After Adele's new album, 25, sold 3.38 million copies in the United States in the first week after its release, it was pretty much inevitable that the singer would get star treatment in Time magazine which popped her onto the cover of its Dec. 21 issue.

Her soulfully glamorous portrait was taken by Erik Madigan Heck, 32, a Minnesota-born fashion photographer whose own credits are pretty glossy. By the time he turned 30, Heck had snared Forbes Magazine's "30 Under 30" award, and an Infinity Award from the International Center of Photography. Besides TIME, he has photographed for The New York Times Magazine, The New Yorker, Vanity Fair, Harper's Bazaar, W magazine and British Vogue among others.

The photo shows Adele in a crimson jacket and scarlet lipstick – colors that Heck chose to echo the red border on Time covers.

"I feel she looks empowered and sincere," said Heck, who was in the Twin Cities visiting family for the holidays with his wife Brianna, a children's book illustrator, and their three-month old son Felix. "She doesn't look like she's acting for the camera. It looks like a real moment. She's definitely like an old Hollywood-looking beauty, and that picture is reminiscent of older portraiture. So it's nice."

It was Heck's third big cover this fall.

"We shot Nicki Minaj for the New York Times magazine and Lupita Nyong'o for the Guardian in London," he said. "Adele was the hat trick for 2015. It's been a good year."

Born in Excelsior, Heck settled in New York City after earning his MFA in photography from Parsons School of Design at The New School. His early success was linked to his attention-grabbing Nomenus Quarterly, an exclusive folio publication he founded in 2007 that merged art and fashion into a very high end package.

Dubbed the world's most expensive magazine, Nomenus Quarterly typically cost $2,500 per copy for an "edition" consisting of a mere 50 copies.The boxed folios mixed, for example, the sculptural paintings of Anselm Kiefer and the photo-based paintings of Gerhard Richter with ads, designs,clothes and other projects by the likes of Rodarte and Ann Demeulemeester.
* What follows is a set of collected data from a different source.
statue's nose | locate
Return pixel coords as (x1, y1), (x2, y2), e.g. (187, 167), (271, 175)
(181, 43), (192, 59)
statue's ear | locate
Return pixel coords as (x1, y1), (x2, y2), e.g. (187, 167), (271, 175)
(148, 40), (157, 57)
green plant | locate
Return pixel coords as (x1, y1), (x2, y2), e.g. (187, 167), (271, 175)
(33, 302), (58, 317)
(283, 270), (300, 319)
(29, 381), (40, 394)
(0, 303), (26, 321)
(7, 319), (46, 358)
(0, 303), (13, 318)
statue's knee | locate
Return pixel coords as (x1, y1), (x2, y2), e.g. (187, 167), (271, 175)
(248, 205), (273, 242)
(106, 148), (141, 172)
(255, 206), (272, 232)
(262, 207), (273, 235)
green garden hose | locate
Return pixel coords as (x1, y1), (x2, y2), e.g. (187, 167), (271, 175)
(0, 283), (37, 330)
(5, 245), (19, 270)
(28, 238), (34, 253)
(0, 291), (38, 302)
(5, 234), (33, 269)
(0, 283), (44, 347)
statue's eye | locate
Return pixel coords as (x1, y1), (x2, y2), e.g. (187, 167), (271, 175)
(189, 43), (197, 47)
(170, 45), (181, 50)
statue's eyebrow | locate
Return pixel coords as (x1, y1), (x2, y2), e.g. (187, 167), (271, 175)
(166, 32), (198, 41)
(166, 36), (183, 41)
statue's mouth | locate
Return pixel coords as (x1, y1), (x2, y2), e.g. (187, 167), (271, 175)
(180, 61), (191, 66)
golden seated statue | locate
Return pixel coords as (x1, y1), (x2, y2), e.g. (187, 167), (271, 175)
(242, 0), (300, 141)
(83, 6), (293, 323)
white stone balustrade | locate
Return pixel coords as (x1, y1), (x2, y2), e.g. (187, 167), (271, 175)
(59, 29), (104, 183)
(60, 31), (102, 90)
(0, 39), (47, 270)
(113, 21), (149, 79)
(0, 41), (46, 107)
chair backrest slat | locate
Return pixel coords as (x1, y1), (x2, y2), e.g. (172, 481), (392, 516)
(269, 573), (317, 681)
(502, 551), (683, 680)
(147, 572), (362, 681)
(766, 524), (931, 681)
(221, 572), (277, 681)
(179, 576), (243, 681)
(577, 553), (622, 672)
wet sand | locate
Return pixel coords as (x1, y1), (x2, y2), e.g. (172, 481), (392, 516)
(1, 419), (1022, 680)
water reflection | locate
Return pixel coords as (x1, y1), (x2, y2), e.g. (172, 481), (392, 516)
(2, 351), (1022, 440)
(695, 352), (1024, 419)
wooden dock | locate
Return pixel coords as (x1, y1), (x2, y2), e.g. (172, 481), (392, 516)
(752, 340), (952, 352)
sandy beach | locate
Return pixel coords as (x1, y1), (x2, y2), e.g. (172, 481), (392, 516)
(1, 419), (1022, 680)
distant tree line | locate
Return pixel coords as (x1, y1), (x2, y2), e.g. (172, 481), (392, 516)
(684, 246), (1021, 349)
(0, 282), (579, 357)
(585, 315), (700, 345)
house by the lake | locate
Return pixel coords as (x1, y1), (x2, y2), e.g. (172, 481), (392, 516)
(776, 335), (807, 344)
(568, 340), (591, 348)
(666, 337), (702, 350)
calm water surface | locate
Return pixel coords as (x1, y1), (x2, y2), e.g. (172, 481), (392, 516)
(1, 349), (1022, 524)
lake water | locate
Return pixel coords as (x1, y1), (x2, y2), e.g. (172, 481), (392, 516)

For a guy who calls himself a "painter who uses photography," it was a savvy statement of his own aspirational aesthetic.

To maintain exclusivity, and doubtless to garner maximum attention, Heck sometimes cut his print runs to as few as 10 copies as he did for the Nomenus Quarterly released in June 2009. The tab on that issue was $6,500 per copy. A savvy marketer herself, Adele surely appreciates Heck's marketing moxie.